O esquema conhecido como mensalão do DEM foi divulgado pela Polícia Federal (PF) em 2009 durante a Operação Caixa de Pandora. Conforme as investigações, o então governador do DF, José Roberto Arruda, na época filiado ao DEM, coordenava fraudes em licitações públicas e superfaturamento de preços, para desviar recursos para propinas, enriquecimento ilícito, financiamento de campanha e aliciamento de parlamentares na Câmara Legislativa do Distrito Federal.

Para o procurador-geral, Jaqueline, na condição de candidata a deputada distrital, recebeu "maços de dinheiro das mãos de Durval Barbosa a mando de José Roberto Arruda (ex-governador do DF), como retribuição pelos favores políticos feitos pela então candidata".

Na última terça-feira, com placar de 265 votos a 166, Jaqueline Roriz se livrou do processo de cassação a que respondia na Casa. A votação foi secreta. Para que fosse cassada era preciso que houvesse no mínimo 257 votos favoráveis entre os 513 deputados.
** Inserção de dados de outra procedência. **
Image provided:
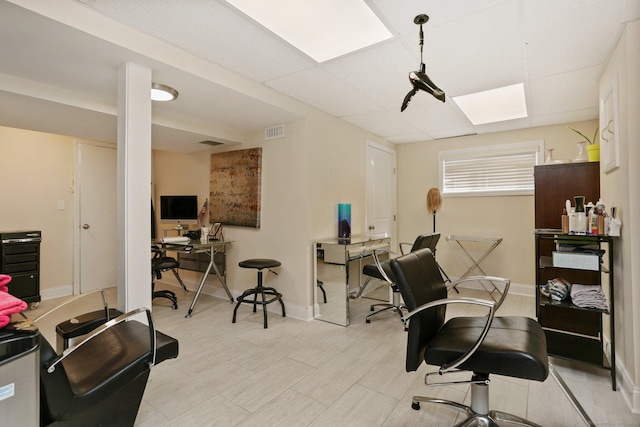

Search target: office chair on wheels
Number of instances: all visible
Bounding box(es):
[390,249,549,427]
[151,245,188,310]
[357,233,442,323]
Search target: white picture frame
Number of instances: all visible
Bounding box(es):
[600,74,620,173]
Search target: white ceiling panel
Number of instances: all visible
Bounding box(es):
[527,66,602,117]
[0,0,640,151]
[267,68,375,117]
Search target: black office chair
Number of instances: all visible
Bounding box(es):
[357,233,448,323]
[391,249,549,426]
[151,245,188,310]
[39,308,178,427]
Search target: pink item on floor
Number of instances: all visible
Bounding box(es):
[0,274,11,292]
[0,292,27,328]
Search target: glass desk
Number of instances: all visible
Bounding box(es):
[153,240,233,319]
[313,237,391,326]
[446,235,502,301]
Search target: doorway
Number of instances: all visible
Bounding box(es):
[73,142,118,294]
[366,141,396,248]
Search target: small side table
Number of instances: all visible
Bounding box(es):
[446,235,502,301]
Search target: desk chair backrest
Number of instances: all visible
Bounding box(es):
[391,249,447,372]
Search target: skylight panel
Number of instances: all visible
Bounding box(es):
[226,0,392,62]
[452,83,527,125]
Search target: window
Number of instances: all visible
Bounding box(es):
[438,141,544,196]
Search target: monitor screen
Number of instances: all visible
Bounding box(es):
[160,196,198,223]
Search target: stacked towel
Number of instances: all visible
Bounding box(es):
[540,278,571,301]
[571,284,609,310]
[0,274,27,329]
[162,237,190,244]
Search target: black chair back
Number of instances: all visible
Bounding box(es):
[411,233,440,253]
[391,249,447,372]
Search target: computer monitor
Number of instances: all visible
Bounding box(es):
[160,196,198,224]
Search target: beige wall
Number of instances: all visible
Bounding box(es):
[396,121,597,288]
[153,114,389,318]
[0,127,74,298]
[600,21,640,412]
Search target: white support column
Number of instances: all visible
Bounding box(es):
[118,62,151,312]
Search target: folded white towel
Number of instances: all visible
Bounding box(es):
[571,283,609,310]
[162,237,190,243]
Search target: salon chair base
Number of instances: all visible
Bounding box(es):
[411,384,541,427]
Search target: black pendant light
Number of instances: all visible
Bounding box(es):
[400,14,445,111]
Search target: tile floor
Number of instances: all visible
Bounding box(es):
[28,283,640,427]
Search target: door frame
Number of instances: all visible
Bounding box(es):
[364,139,398,248]
[71,139,117,295]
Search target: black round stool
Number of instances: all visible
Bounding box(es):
[231,258,287,329]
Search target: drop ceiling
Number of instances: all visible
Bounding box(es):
[0,0,640,152]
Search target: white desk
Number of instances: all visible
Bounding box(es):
[154,240,233,319]
[446,235,502,301]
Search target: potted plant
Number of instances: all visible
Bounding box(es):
[569,127,600,162]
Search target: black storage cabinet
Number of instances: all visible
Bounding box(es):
[0,231,42,307]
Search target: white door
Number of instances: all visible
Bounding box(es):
[76,143,118,293]
[366,141,396,247]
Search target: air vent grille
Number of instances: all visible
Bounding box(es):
[198,139,222,147]
[264,125,284,141]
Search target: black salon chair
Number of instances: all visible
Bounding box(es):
[391,249,549,426]
[40,308,178,427]
[151,245,188,310]
[358,233,440,323]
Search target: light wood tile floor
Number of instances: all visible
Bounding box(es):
[27,283,640,427]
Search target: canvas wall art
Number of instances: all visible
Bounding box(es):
[209,148,262,228]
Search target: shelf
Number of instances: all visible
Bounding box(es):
[538,255,609,273]
[540,294,609,314]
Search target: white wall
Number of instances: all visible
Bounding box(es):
[600,21,640,413]
[0,127,74,299]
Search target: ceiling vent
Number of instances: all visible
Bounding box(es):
[198,139,222,147]
[264,125,284,141]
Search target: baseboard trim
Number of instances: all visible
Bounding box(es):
[40,285,73,301]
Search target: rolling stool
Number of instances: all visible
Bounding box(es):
[231,258,287,329]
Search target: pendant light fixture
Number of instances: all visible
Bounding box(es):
[400,14,445,111]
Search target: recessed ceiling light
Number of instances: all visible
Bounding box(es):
[226,0,392,62]
[452,83,527,125]
[151,83,178,101]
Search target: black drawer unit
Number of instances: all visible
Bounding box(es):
[0,231,42,307]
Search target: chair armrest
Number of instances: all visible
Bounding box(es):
[402,298,497,375]
[18,289,114,329]
[47,307,156,373]
[447,276,511,310]
[398,242,413,255]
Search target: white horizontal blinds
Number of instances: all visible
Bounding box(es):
[439,142,541,196]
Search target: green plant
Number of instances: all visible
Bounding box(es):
[569,127,600,145]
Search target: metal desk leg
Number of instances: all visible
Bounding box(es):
[453,239,502,301]
[184,249,233,319]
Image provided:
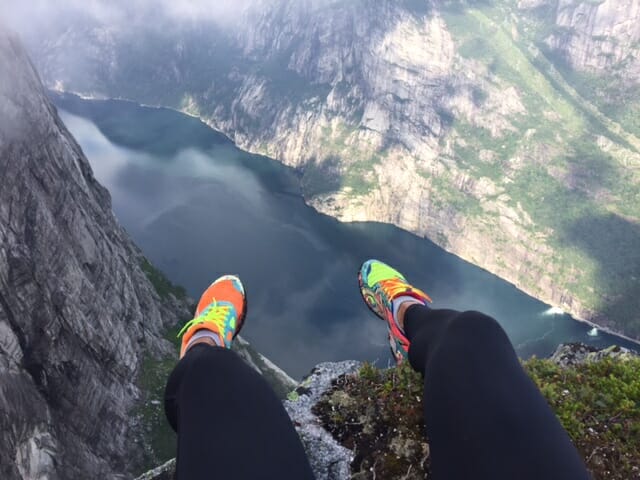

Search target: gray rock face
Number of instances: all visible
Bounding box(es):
[0,29,189,480]
[15,0,640,338]
[284,361,362,480]
[548,0,640,76]
[550,343,638,367]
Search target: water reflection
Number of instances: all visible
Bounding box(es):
[61,100,636,377]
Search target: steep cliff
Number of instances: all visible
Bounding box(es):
[0,28,188,480]
[22,0,640,338]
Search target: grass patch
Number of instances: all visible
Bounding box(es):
[315,358,640,480]
[138,326,180,472]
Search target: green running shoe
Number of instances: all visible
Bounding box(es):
[358,260,432,365]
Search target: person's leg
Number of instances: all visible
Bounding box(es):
[165,275,313,480]
[400,304,589,480]
[165,344,313,480]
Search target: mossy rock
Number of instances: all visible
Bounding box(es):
[314,356,640,480]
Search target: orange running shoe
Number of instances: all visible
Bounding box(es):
[178,275,247,358]
[358,259,431,365]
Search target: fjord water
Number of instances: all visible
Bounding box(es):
[53,94,633,377]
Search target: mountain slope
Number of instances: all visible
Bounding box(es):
[25,0,640,338]
[0,28,188,479]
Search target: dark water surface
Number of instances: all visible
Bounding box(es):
[54,95,630,377]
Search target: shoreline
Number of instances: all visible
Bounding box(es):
[48,88,640,353]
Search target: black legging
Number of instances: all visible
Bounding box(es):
[165,305,589,480]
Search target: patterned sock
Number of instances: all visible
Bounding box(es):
[391,295,426,331]
[187,328,224,349]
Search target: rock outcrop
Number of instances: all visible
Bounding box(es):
[0,28,188,480]
[547,0,640,75]
[137,343,640,480]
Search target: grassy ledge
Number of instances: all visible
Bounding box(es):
[315,358,640,480]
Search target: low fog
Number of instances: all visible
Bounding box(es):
[0,0,262,37]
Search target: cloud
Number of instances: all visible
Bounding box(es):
[0,0,260,35]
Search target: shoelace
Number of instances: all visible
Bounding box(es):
[378,278,432,302]
[177,298,231,338]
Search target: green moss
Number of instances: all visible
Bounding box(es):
[525,358,640,479]
[140,258,187,300]
[315,359,640,480]
[136,326,180,472]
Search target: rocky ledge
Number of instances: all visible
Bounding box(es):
[137,343,640,480]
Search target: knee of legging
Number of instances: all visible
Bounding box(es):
[448,310,507,343]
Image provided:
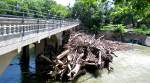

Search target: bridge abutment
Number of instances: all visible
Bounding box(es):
[20,45,30,72]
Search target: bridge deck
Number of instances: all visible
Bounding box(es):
[0,17,79,55]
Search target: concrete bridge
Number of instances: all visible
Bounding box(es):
[0,17,79,74]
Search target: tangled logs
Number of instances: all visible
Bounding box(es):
[46,32,127,80]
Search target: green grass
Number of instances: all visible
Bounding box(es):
[133,28,150,36]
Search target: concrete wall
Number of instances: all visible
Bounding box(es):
[145,36,150,46]
[0,50,17,75]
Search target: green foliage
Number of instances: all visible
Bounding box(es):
[133,25,150,36]
[114,24,125,33]
[72,0,102,28]
[100,24,126,33]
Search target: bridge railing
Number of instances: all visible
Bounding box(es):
[0,1,79,48]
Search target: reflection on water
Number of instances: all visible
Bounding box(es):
[0,46,150,83]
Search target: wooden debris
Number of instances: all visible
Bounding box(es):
[46,32,128,80]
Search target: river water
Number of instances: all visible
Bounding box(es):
[0,45,150,83]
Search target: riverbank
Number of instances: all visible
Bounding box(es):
[0,44,150,83]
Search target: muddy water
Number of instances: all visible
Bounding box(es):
[0,45,150,83]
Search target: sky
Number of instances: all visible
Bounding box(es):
[55,0,75,6]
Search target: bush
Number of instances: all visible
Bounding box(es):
[100,24,126,33]
[113,24,126,33]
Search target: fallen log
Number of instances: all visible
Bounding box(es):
[57,49,70,59]
[46,32,129,80]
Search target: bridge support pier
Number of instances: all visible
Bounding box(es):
[35,39,45,75]
[20,45,29,72]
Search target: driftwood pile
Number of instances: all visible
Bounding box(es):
[49,32,127,80]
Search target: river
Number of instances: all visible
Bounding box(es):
[0,45,150,83]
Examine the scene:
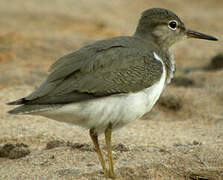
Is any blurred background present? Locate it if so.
[0,0,223,179]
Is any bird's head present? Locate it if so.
[135,8,217,49]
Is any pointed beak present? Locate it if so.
[186,29,218,41]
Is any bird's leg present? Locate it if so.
[105,123,115,178]
[89,129,108,176]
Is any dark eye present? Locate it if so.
[168,20,178,30]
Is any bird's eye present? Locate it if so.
[168,20,178,30]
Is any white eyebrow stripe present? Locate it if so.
[153,52,163,64]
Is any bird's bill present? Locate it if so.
[186,29,218,41]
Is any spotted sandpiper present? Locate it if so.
[8,8,217,177]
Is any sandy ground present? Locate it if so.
[0,0,223,180]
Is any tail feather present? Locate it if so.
[8,105,61,114]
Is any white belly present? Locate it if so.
[38,54,166,134]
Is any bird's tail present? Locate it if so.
[8,104,60,114]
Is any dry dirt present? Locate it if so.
[0,0,223,180]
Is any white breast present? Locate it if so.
[39,52,166,133]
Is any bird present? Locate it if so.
[8,8,217,178]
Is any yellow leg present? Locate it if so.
[89,129,108,176]
[89,129,108,176]
[105,124,115,178]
A própria deputada não acompanhou toda a votação, deixando o Congresso Nacional pouco antes das 20h. Em seu favor, apesar de um quórum de 451 votantes, 20 deputados se abstiveram de votar. Entre eles a deputada Fátima Pelaes (PMDB-AP), citada recentemente em suspeitas de desvio de recursos de um convênio no Ministério do Turismo, o presidente da Comissão de Constituição e Justiça (CCJ) e réu no processo do mensalão no Supremo Tribunal Federal (STF), João Paulo Cunha (PT-SP) e o próprio corregedor da Casa, Eduardo da Fonte (PP-PE).

O mensalão do DEM
O chamado mensalão do DEM, cujos vídeos foram divulgados no final de 2009, é resultado das investigações da operação Caixa de Pandora, da Polícia Federal. O esquema de desvio de recursos públicos envolvia empresas de tecnologia para o pagamento de propina a deputados da base aliada.

O então governador José Roberto Arruda (sem partido, ex-DEM) aparece em um dos vídeos recebendo maços de dinheiro. As imagens foram gravadas pelo ex-secretário de Relações Institucionais, Durval Barbosa, que, na condição de réu em 37 processos, denunciou o esquema por conta da delação premiada. Em sua defesa, Arruda afirmou que os recursos recebidos durante a campanha foram "regularmente registrados e contabilizados". Em meio ao escândalo, ele deixou o Democratas.

As investigações da Operação Caixa de Pandora apontam indícios de que Arruda, assessores, deputados e empresários podem ter cometido os crimes de formação de quadrilha, peculato, corrupção passiva e ativa, fraude em licitação, crime eleitoral e crime tributário.

Acusado de tentar subornar o jornalista Edmilson Edson dos Santos, o Sombra, testemunha do caso, Arruda foi preso preventivamente em fevereiro de 2010, por determinação do Superior Tribunal de Justiça, que ainda o afastou do cargo de governador. Ele ficou preso por dois meses e, neste período, teve o mandato cassado por desfiliação partidária.